Mackenzie King's diary offers another example of how accusations against alleged spies were distorted and recycled. On February 5, right after Drew Pearson's exposé of the Canadian spy case, King wrote in his diary that he had had a “very confidential” talk with Norman Robertson about espionage: “He [Robertson] tells me that suspicions are directed right up to the top of the [U.S.] treasury, naming the person; also that it is directed against another person who was very close to Stettinius at San Francisco and who took a prominent part in matters there. . . . The lady Corby concerned had for two years been employed as liaison between the Soviet headquarters in New York and officials in different government departments, from whom she was securing documents.” [italics added]
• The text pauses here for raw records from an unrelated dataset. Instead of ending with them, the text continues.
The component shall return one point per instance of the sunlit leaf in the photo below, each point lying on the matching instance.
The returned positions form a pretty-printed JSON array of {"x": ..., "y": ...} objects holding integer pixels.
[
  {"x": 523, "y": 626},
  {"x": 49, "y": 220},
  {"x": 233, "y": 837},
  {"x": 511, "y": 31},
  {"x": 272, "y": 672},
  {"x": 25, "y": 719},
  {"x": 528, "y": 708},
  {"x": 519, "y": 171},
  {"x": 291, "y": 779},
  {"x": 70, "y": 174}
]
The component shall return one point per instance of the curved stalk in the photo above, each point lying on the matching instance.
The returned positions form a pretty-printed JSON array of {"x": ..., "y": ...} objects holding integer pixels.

King quite obviously was receiving an update from Robertson on the allegations of Elizabeth Bentley, referred to by the Canadians as Lady Corby, which were reproduced in reports from the FBI. Robertson was not talking about anything Gouzenko, who by this time had finished his debriefing, had come up with. But this entry was changed in the published version of the diary.33 It reads, “The lady Corby [named] had for two years . . .” This gives the impression that King is referring to some woman Gouzenko named or identified as a spy and that Robertson was relating new information from Gouzenko. Not having consulted the original diary, numerous historians have added King's comments to their list of evidence against both White and Hiss.34
The accusations of spying against White and other Americans were at this point still a secret. The center of public attention was Canada, where an unprecedented drama was taking place, a drama in which the prime minister was playing a leading role. King was surprised when, upon waking up on the morning of February 15, he heard about the detentions. He had been told that they would take place early that morning, but had forgotten. Although he was relieved to learn that the police had been deterred from rounding the suspects up at 3 a.m. and had waited until the more civilized hour of 7 a.m., he was concerned about criticisms of his government for using “star chamber” methods in handling the case and about being “held up [in] the world as the very opposite of a democrat.”35
King had planned to give a public statement after the detentions, but he decided that the Russians should hear it privately first, even though the statement made no specific reference to the Soviet Union. So that afternoon King and Robertson met with the Soviet chargé d’affaires, Nikolai Belokhvostikov, and Vitalii Pavlov, who in addition to being the secret NKVD rezident was also second secretary at the Soviet Embassy. King read them the stat
ement, pointing out that the unnamed foreign mission referred to was theirs. He also informed them of an unpleasant incident in Toronto. The new Soviet military attaché in Ottawa, Grigorii Popov, had recently been arrested for drunkenness. Then King launched into a self-effacing apology: “The young men were about to rise when I stopped them for a moment to say how sorry Robertson and I were that it was necessary to speak of these matters at all; that we were all close friends, and that nothing should destroy that relationship.” Although Belokhvostikov “had his happy smile” when he shook hands, Pavlov, not surprisingly, was “quite indifferent.” He doubtless knew what was coming; the Soviets would not take the public announcement of the espionage case lightly.36
King saw himself and his country at the center of an earthshaking crisis. The day after the roundup of spy suspects he wrote in his diary, “I have been somehow singled out as an instrument of the part of unseen forces to bring about the exposure that has now taken place. There has never been anything in the world's history more complete than what we will reveal of the Russian method to control the continent. . . . As Prime Minister I have had to take the responsibility. The world now knows that I went to see the President and that I also went to see [British Foreign Minister] Bevin.” And the next diary entry, on February 17, included this observation: “It can be honestly [said] that few more courageous acts have ever been performed by leaders of the government than my own in the Russian intrigue against the Christian world and the manner in which I have fearlessly taken up and have begun to expose the whole of it.”